Belief in witchcraft is a real danger to the survival of the African civilization. Mixed with poverty, it could be the end of Africans’ attempt to progress. Africans who believe in witchcraft do so with arbitrary rules and a hatred of freedom and rationality. Critical faculties are warped and that makes witchcraft believes rule supreme in the affairs of the African.

The murder of the old woman in Tema, a modern city that is supposed to intellectualize its denizens, as the German sociologist Georg Simmel would say, reveals the daunting task the enlightenment campaigners face toward Ghana’s and Africa’s progress. How do you rationalize an inhibiting cultural practice such as witchcraft that spans over thousands of years and won’t go away? The city that is supposed to show higher rationality has ceased to intellectualize. It has become irrational, hence the alleged old woman witch “set on fire by a group of five adults, one of whom is believed to be a pastor.”

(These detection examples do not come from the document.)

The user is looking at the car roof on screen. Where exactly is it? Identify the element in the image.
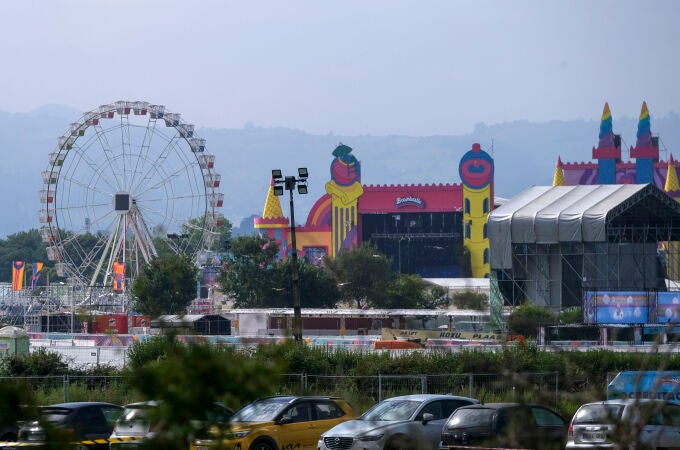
[125,400,160,408]
[581,398,678,406]
[41,402,120,409]
[383,394,477,403]
[257,395,340,402]
[454,402,550,409]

The Tema incident overturns the Athenian thinker and mayor (of Athens) Pericles’ observations 2,500 years ago that “All good things flow into the City.” In the burning of the alleged witch to death, all bad things flow to the City, too. If the educated and the uneducated believe in witchcraft,  who will solve the witchcraft problem?

Belief in witchcraft is intellectually and morally dangerous. It muddles the African mind, making it unmanageable. But the Ghanaian enlightenment thinkers are attempting to intellectualize it through human rights, equality, democracy, freedoms and the rule of law.

The nation-wide condemnation of the killing of the 72-year-old woman raises the contention between subjectivists (juju and marabout spiritual mediums, witch doctors, traditional powerbrokers, spiritualists) and the objectivists (police, courts of law, civil society, the mass media). The subjectivists believe that some people in their area claim to possess powers that identify witches, thus encouraging witch-hunting. The objectivists, who dismiss such gobbledygook, argue that they regret that the justice system in Ghana/Africa isn’t prosecuting the perpetrators to serve as a deterrent to others.

At the centre is the battle between irrationality and rationality. The irrational forces are ancient and think more with the superstition part of their brain. The rational forces think more with the objective part of their brain. The “irrationalists” who look at witchcraft from within the soul of the Ghanaian/African culture are in majority. The “rationalists” (or the realists) who gaze at witchcraft within the criminal justice system and locate witchcraft in the conditions of peoples' lives are in minority.

How do we solve the City of Tema’s witchcraft debacle? In the spirit of George Ayittey’s “African solution to African problem,” we have to look at other parts of Ghana to solve the Tema psychosis. The small town of Bongo, in Ghana's Upper East Region, readily comes to mind. To solve its witchcraft menace, the Bongo District Assembly has formed Justice and Security sub-Committees made up of the Police, Judiciary, Traditional Authority and some assembly members to sensitize the people about the dangers of believe in witchcraft to progress.

Bongo didn’t ask religious groups to help tackle its witchcraft problems. Why? Pretty much of the witchcraft belief is perpetuated by the religious groups, especially the spiritual churches that feed on superstitious Ghanaians’ spiritual insecurities most of which come from their culture and their poverty. Small Bongo will, therefore, be a good intellectual prescription to the big and wobbling Tema in how to solve the witchcraft pest.